In the previous post I derived the evidence lower bound (ELBO), \[\mathcal{F}(\lambda; x) = \int q(z;\lambda) \left[\log p(x,z) - \log q(z;\lambda)\right]dz ,\] which variational inference attempts to maximize. Now I’ll describe a method to perform this maximization using only the model gradient $\nabla_z \log p(x, z)$.

The approach I’ll describe uses the so-called “reparameterization trick.”1 First note that $\mathcal{F}$ is really just an expectation with respect to our approximating distribution $q$: \begin{align*} \mathcal{F}(\lambda; x) &= E_{z\sim q}\left[ \log p(x,z) - \log q(z;\lambda) \right] \\ &= E_{z\sim q}\left[ \log p(x,z)\right] + H(q;\lambda)\end{align*} where I’ve made the simplifying assumption that the entropy $H(q; \lambda)$ is available in closed form (this is true for Gaussian approximating families, but if we’re using some other weird family we can always move the entropy back into the Monte Carlo approximation). The expectation over $\log p(x, z)$ might not have a closed form, but we can approximate it by drawing $n$ samples $z_i \sim q(z;\lambda)$ and evaluating the empirical expectation \[ \hat{\mathcal{F}}(\lambda; x) = \frac{1}{n}\sum_{i=1}^n \log p(x,z_i) + H(q; \lambda) .\] Our approach will be to do gradient ascent on this Monte Carlo approximation. But wait, you might object, $\lambda$ doesn’t appear anywhere in (the Monte Carlo part of) this expression, so how can we compute a gradient? The answer is that $\lambda$ was a parameter of the distribution that produced $z$, so we just have to differentiate through the sampling algorithm, holding fixed the random seed (this is the “reparameterization trick”). In many cases this is straightforward to do.

For example, if $q$ is Gaussian parameterized by a mean and standard deviation $\lambda=(\mu,\sigma)$, a typical sampling procedure would first sample a standard Gaussian variable $\varepsilon \sim N(0, 1)$ and then compute the transform $z = \sigma \varepsilon + \mu$. Rewriting our Monte Carlo ELBO in terms of these “base variables” $\varepsilon_i$, \[\hat{\mathcal{F}}(\lambda; x) = \frac{1}{n}\sum_{i=1}^n \log p(x,\sigma \varepsilon_i + \mu) + H(q; \lambda) \] we can now easily differentiate this expression with respect to $\mu$ and $\sigma$ (by the chain rule, this will involve the model gradient $\nabla_z \log p(x, z)$). The result is a stochastic estimate of the gradient of the ELBO, which you can plug into your favorite stochastic optimization algorithm (SGD, Adagrad, etc.).

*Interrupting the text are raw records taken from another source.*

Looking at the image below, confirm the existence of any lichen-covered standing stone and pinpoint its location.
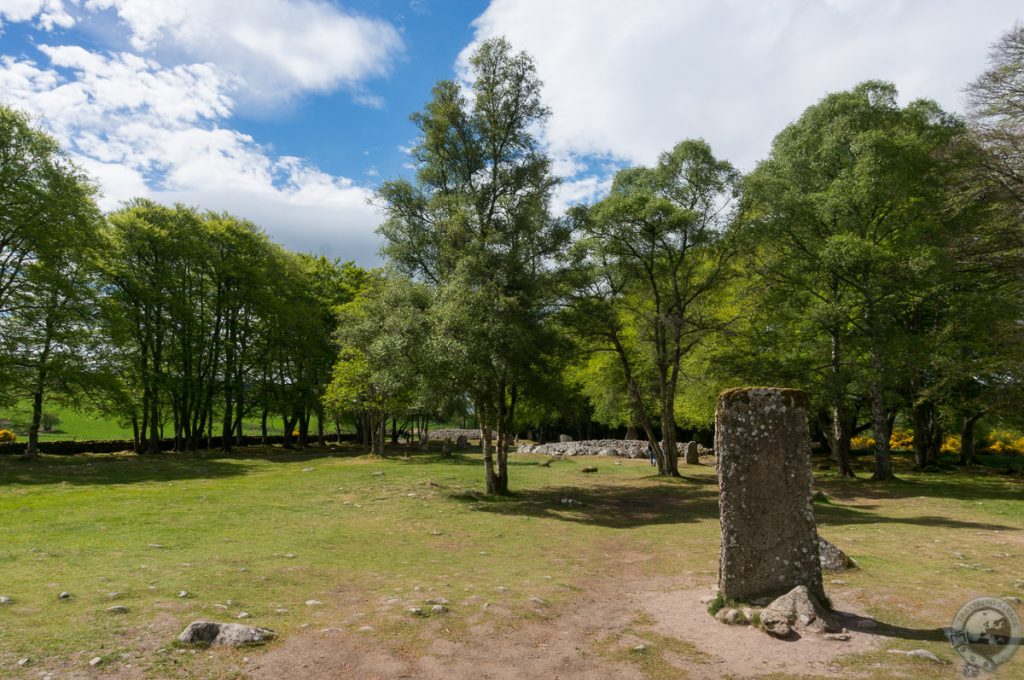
[715,387,824,600]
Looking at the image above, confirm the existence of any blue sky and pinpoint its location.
[0,0,1024,265]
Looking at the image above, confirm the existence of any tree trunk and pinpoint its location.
[657,401,682,477]
[25,387,45,458]
[911,400,942,470]
[959,414,981,465]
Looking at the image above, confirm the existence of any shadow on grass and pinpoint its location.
[0,447,362,486]
[451,477,1017,530]
[451,482,718,528]
[834,611,948,642]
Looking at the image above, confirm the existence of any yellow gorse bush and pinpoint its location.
[850,436,876,449]
[942,434,959,454]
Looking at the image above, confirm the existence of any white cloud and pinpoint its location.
[0,0,403,108]
[0,45,380,264]
[461,0,1024,168]
[0,0,75,31]
[85,0,402,104]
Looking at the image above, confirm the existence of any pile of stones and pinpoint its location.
[516,439,686,458]
[427,429,483,441]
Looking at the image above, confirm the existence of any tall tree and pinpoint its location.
[575,139,739,476]
[379,39,567,494]
[744,81,965,479]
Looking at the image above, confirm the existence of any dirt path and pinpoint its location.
[249,579,881,680]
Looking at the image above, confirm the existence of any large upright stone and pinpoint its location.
[715,387,824,600]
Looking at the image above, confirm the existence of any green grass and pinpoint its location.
[0,402,299,441]
[0,448,1024,678]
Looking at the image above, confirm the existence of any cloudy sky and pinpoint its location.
[0,0,1024,265]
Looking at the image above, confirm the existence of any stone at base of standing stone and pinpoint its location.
[715,387,824,600]
[760,586,843,637]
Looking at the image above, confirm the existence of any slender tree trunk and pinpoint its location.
[658,395,682,477]
[476,402,501,496]
[131,415,141,455]
[299,412,309,449]
[911,400,942,470]
[825,325,857,479]
[611,333,665,470]
[869,351,895,481]
[25,387,46,458]
[959,414,981,466]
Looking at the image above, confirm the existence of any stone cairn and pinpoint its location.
[516,439,713,458]
[715,387,825,601]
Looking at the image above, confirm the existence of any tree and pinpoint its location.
[0,107,96,313]
[744,81,972,479]
[324,272,441,455]
[967,24,1024,205]
[378,39,567,494]
[0,107,99,457]
[575,140,739,476]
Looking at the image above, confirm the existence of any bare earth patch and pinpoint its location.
[250,579,882,680]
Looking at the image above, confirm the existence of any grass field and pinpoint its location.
[0,403,299,441]
[0,448,1024,678]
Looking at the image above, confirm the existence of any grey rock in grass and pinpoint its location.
[178,621,275,647]
[683,441,700,465]
[889,649,945,664]
[715,607,746,626]
[818,536,857,571]
[760,586,843,637]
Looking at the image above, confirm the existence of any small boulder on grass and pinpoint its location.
[178,621,276,647]
[760,586,843,638]
[818,536,857,571]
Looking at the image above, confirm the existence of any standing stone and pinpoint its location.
[715,387,824,600]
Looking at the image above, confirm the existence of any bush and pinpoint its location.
[980,430,1024,456]
[39,413,60,432]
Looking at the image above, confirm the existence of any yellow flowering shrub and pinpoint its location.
[850,436,874,449]
[942,434,959,454]
[889,430,913,451]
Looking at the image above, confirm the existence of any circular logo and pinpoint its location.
[949,597,1022,672]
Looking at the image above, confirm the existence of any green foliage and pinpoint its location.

Note the only assumption we’ve made about the model is that we have access to gradients $\nabla_z \log p(x, z)$, which is nearly always the case thanks to automatic differentiation. This is how Stan implements variational inference for arbitrary models (more details in their paper), and many other languages now support autodiff as well. For example, using autograd for Python the entire algorithm can be implemented in under 140 characters:

If model gradients are not available, it’s still possible to estimate the ELBO gradient using a trick from reinforcement learning, described in the paper Black Box Variational Inference. However, this estimate is higher-variance, so optimization will converge much more slowly than when model gradients are available.

  1. This trick was introduced by Kingma, Salimans, and Welling in the context of variational autoencoders, though also independently proposed by several others around the same time. Shakir Mohamed has a nice post that goes into more depth on the history and applicability of this trick.